At the end of the trial, participants will be unblinded and offered the option of either continuing their randomized treatment or changing to either standard antihypertensives or MRA treatment.

Ethics, trial registration and status

This trial protocol version 10, 19/12/23 has been approved by the local institution Human Research Ethics Committee, (RES-22-0000-044A) and has been registered with the Australian New Zealand Clinical Trials Registry (ACTRN12622000391774). Recruitment began in August 2022 and will continue until the sample size is reached.

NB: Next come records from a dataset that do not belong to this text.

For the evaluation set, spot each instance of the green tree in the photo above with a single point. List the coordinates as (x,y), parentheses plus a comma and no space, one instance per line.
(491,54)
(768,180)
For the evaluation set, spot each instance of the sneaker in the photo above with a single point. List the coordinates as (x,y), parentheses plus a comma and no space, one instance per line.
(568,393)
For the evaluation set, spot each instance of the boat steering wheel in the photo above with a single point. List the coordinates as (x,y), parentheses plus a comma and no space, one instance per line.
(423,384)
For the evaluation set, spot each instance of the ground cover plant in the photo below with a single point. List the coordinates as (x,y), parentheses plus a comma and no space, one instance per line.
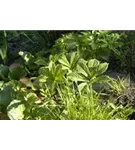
(62,75)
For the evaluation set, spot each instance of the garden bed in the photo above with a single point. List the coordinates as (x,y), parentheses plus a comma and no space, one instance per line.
(86,75)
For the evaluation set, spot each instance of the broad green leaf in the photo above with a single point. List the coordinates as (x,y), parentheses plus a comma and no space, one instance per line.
(64,61)
(17,73)
(101,79)
(74,59)
(4,70)
(81,86)
(102,68)
(31,98)
(26,56)
(75,77)
(40,61)
(116,52)
(6,96)
(82,68)
(15,110)
(93,63)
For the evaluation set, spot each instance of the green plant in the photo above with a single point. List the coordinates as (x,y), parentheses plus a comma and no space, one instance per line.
(96,44)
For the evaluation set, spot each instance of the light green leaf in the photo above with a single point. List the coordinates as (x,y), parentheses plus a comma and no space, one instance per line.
(75,77)
(101,79)
(40,61)
(15,110)
(81,86)
(64,61)
(93,63)
(6,95)
(102,68)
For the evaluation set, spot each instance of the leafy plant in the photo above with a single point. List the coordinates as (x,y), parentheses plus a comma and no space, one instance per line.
(96,44)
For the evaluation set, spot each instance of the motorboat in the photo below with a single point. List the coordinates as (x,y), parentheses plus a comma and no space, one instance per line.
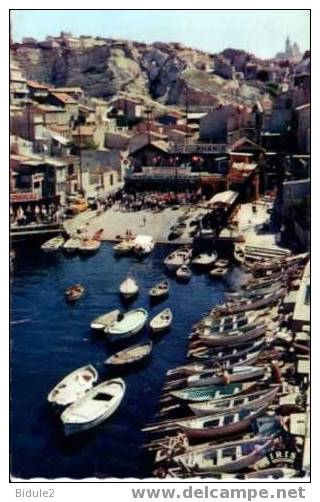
(161,290)
(183,273)
(94,408)
(161,321)
(143,245)
(205,259)
(103,321)
(131,323)
(130,355)
(73,387)
(53,244)
(129,288)
(74,292)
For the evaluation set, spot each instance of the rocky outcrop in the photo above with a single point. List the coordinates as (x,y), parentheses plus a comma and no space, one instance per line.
(168,73)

Any further change to the protocol that affects the trial design or scientific intent will be submitted for approval to the Human Research Ethics Committee as an amendment.

Discussion

The research findings of this study will improve our understanding of the pathophysiology and management of hypertension with low renin and may inform future hypertension guidelines.

De-identified results will be published in peer-reviewed journals and national and international conferences. Authorship will be offered to those who meet the National Health and Medical Research Council guidelines for authorship.

Summary

What is known about the topic

  • Low-renin hypertension is common.

  • Data from a meta-analysis showed that mineralocorticoid receptor antagonists were more effective in lowering blood pressure when compared to angiotensin-converting enzyme inhibitors and angiotensin receptor blockers. Key limitations of older studies include using high doses of mineralocorticoid receptor antagonists, inadequate exclusion of primary aldosteronism, short treatment duration and a lack of end-organ data.

What this study adds

  • This randomized controlled trial will address previous study limitations: primary aldosteronism will be excluded using gold-standard mass spectrometry measurement of aldosterone, participants will be treated for 48 weeks and data on markers of end-organ dysfunction will be collected.

  • Recent evidence suggests that reversal of renin suppression is associated with better cardiovascular health in people with primary aldosteronism. This study will explore if a similar cardioprotective effect is seen in low-renin hypertension by titrating spironolactone to both blood pressure and renin concentration.